Desvinculadas de los liderazgos personalistas, las ‘instituciones partidarias’ apuestan por un “programa en el que cristalizan su orientación ideológica” y se “organizan en función de una serie de criterios que conducen a la racionalidad y a la eficacia”. Entretanto, las ‘maquinas políticas’ son vehículos temporales para la consolidación de caudillos sin programa de gobierno ni estructura partidaria.

Si bien Luna sostiene que los partidos políticos latinoamericanos han transitado por ambas rutas, ello no podría aplicarse al Perú a rajatabla.

Aquí los partidos políticos fueron estelares mientras actuaron como ‘máquinas políticas’ al servicio de un caudillo.

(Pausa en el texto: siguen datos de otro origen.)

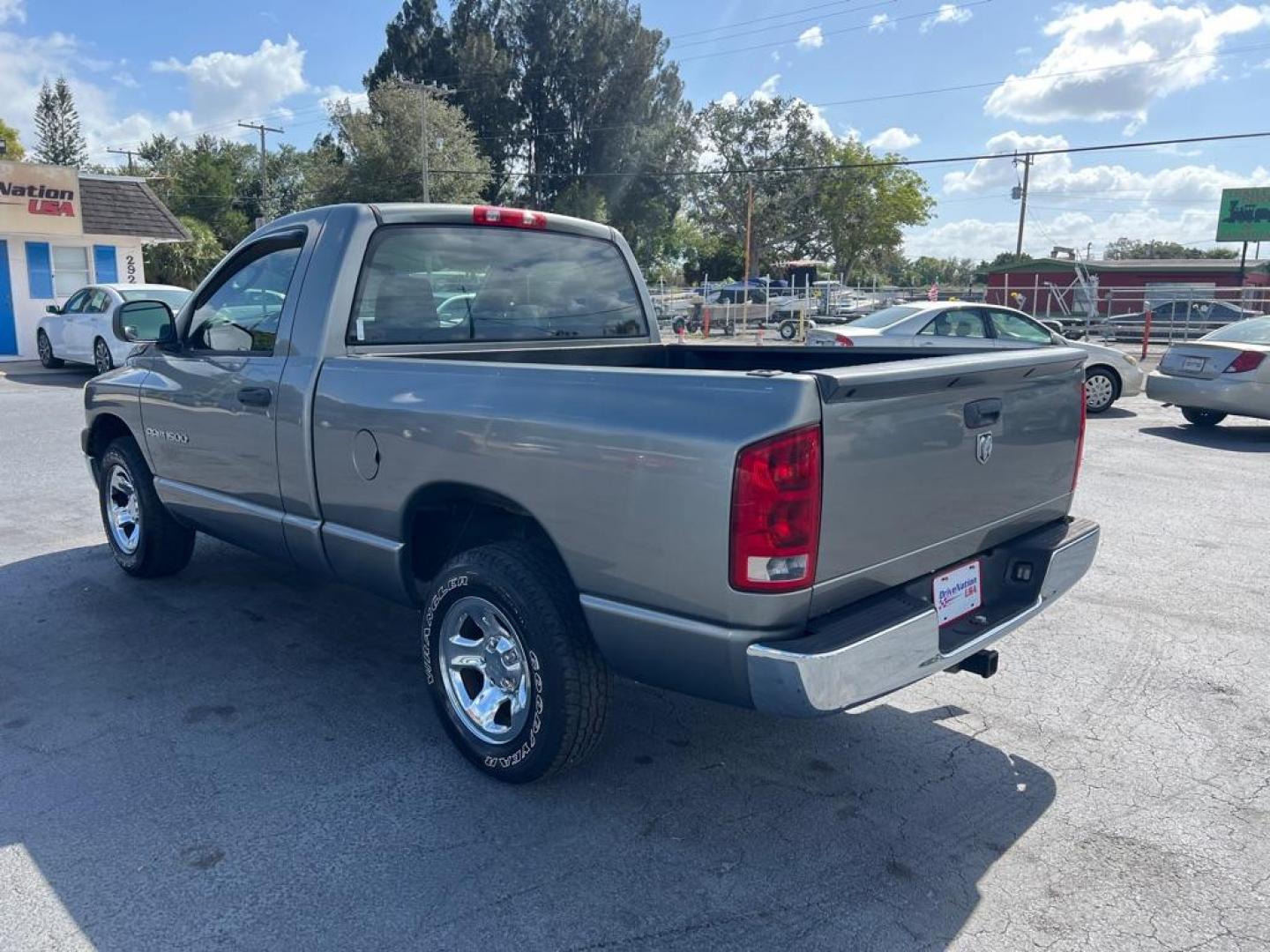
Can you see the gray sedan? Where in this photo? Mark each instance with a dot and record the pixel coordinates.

Belaúnde en 1963, Fujimori en 1990 y Toledo en el 2006, sin pasar por alto a Humala en el 2011.

Lejos de los éxitos electorales, esas instituciones sucumbieron y no tejieron vínculos programáticos con nadie, ni supieron politizar temas presentes en la piel del electorado. Lo que quedó fue volatilidad, fragmentación y mala imagen, tierra fértil para outsiders y caudillos.

Se ha fallado en el tránsito de ‘maquinas políticas’ a ‘instituciones partidarias’. ¿Solamente una ley resolverá el problema? Montesquieu diría que no, teniendo en cuenta que una norma representa el espíritu de una sociedad.

Lo ideal sería la confluencia de dos cosas: un buen marco legal y la mejora de la cultura cívica en el país.